# Tensile Deformation of Ductile Metal  The basic data on the mechanical properties of a ductile metal are obtained from a tension test, in which a suitably designed specimen is subjected to increasing axial load until it fractures. The load and elongation are measured at frequent intervals during the test and are expressed as average stress and strain according to the equations in the previous section. The data obtained from the tension test are generally plotted as a stress-strain diagram.Below Figure shows a typical stress-strain curve for a metal such as aluminium or copper. Typical tension stress-strain curve: The initial linear portion of the curve OA is the elastic region within which Hooke’s law is obeyed. Point A is the elastic limit, defined as the greatest stress that the metal can withstand without experiencing a permanent strain when the load is removed. The determination of the elastic limit is quite tedious, not at all routine, and dependent on the sensitivity of the strain-measuring instrument.
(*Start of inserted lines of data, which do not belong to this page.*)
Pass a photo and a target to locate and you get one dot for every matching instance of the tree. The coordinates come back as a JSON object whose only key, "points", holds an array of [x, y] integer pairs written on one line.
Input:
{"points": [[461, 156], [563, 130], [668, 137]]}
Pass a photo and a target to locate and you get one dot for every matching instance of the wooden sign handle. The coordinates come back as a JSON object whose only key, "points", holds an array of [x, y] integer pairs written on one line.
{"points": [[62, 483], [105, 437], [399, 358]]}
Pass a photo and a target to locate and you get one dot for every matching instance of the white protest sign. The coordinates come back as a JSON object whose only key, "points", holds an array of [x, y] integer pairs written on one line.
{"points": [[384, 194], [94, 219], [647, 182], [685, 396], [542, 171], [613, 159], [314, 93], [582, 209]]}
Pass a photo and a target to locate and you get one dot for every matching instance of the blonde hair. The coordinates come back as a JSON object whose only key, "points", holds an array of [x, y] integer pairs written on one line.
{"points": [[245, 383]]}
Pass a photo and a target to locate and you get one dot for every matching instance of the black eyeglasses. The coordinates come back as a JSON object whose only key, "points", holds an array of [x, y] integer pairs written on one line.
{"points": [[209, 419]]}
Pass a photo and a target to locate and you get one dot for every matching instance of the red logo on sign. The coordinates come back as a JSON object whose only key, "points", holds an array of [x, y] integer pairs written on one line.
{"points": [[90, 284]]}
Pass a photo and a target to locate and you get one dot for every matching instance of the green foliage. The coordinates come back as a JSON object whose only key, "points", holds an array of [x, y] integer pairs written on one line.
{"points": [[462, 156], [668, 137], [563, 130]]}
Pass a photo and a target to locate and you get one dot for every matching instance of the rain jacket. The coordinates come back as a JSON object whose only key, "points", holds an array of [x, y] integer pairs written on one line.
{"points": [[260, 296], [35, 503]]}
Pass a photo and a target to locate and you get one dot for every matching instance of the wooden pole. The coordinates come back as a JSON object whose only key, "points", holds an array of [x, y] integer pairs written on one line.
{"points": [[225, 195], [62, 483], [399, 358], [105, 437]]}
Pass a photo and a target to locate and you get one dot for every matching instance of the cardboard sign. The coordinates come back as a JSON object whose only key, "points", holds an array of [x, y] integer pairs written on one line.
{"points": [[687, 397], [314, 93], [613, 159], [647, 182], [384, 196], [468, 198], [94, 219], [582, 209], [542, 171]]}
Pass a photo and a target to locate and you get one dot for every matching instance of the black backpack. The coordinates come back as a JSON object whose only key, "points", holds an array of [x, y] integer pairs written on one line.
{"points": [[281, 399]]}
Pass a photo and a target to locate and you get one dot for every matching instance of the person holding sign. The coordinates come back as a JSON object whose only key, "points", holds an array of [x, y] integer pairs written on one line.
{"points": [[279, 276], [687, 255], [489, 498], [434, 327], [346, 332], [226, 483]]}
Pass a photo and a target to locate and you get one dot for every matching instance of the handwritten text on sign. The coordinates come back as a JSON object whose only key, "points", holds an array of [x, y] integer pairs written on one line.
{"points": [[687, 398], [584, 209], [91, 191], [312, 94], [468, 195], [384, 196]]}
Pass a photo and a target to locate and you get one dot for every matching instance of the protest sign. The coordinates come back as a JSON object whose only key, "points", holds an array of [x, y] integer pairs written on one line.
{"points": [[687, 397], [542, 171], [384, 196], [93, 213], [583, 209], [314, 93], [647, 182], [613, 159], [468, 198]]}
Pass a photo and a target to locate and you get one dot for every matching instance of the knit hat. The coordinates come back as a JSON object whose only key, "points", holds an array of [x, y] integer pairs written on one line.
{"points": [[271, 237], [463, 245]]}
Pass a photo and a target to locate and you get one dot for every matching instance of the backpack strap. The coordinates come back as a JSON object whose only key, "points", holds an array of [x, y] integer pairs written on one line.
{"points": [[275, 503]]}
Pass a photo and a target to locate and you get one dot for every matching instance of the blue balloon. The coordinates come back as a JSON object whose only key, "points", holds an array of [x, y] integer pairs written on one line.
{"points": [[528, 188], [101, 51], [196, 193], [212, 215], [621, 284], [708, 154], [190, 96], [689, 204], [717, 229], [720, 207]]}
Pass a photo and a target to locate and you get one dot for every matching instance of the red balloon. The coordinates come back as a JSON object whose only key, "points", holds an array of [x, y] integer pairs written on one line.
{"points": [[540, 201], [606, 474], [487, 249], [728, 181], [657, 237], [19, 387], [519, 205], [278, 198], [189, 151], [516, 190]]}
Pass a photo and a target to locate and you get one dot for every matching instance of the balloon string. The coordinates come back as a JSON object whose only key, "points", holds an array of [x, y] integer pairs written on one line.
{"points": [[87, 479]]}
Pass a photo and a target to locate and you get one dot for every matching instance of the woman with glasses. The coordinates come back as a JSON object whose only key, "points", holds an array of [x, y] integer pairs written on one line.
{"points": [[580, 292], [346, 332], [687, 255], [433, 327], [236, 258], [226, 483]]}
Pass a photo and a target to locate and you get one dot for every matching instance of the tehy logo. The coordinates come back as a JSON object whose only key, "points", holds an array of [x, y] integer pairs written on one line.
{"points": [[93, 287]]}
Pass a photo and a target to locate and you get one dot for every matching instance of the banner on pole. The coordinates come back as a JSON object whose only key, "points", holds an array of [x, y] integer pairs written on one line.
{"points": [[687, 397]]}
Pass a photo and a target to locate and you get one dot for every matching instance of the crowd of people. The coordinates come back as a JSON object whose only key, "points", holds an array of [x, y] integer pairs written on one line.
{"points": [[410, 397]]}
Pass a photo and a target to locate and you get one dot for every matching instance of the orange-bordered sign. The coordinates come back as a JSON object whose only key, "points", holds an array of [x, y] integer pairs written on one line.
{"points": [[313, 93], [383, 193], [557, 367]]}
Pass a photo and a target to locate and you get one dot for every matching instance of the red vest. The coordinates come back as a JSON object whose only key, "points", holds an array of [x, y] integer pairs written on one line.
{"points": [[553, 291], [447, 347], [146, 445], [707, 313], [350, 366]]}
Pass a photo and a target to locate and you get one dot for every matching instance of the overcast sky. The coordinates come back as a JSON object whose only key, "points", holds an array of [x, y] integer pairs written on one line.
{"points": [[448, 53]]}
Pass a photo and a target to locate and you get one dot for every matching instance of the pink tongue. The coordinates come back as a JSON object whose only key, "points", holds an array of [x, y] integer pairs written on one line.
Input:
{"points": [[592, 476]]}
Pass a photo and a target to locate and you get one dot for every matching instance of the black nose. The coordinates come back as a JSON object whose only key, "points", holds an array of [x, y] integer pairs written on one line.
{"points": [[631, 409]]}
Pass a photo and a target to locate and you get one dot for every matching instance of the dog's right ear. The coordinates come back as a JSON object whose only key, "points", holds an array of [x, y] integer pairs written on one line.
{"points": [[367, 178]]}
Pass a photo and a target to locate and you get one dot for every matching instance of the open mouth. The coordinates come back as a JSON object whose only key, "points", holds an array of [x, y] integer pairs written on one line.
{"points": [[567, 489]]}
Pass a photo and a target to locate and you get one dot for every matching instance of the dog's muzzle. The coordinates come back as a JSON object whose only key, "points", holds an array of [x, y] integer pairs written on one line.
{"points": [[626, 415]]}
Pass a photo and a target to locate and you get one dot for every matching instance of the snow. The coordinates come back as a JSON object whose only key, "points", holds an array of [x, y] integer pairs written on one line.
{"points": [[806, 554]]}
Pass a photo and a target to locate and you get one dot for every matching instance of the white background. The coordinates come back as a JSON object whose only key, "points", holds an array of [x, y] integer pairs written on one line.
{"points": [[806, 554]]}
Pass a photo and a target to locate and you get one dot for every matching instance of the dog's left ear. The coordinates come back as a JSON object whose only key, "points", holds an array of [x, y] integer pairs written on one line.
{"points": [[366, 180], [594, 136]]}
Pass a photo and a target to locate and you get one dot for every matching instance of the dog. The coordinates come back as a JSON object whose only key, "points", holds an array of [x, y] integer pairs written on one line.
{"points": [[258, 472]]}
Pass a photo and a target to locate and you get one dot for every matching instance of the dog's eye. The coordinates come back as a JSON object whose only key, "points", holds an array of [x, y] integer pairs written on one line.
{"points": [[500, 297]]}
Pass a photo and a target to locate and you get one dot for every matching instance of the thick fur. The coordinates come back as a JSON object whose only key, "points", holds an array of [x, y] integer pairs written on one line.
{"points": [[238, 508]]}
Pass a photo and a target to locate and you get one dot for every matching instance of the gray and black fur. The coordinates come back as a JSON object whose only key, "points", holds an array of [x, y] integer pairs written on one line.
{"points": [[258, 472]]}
For these reasons it is often replaced by the proportional limit, point A’. The proportional limit is the stress at which the stress strain curve deviates from linearity. The slope of the stress-strain curve in this region is the modulus of elasticity. For engineering purposes the limit of usable elastic behaviour is described by the yield strength, point B. The yield strength is defined as the stress which will produce a small amount of permanent deformation, generally a strain equal to 0.2 per cent or 0.002 inches per inch. In Fig. above fig this permanent strain, or offset, is OC. Plastic deformation begins when the elastic limit is exceeded. As the plastic deformation of the specimen increases, the metal becomes stronger (strain hardening) so that the load required to extend the specimen increases with further straining. Eventually the load reaches a maximum value. The maximum load divided by the original area of the specimen is the ultimate tensile strength. For a ductile metal the diameter of the specimen begins to decrease rapidly beyond maximum load, so that the load required to continue deformation drops off until the specimen fractures. Since the average stress is based on the original area of the specimen, it also decreases from maximum load to fracture.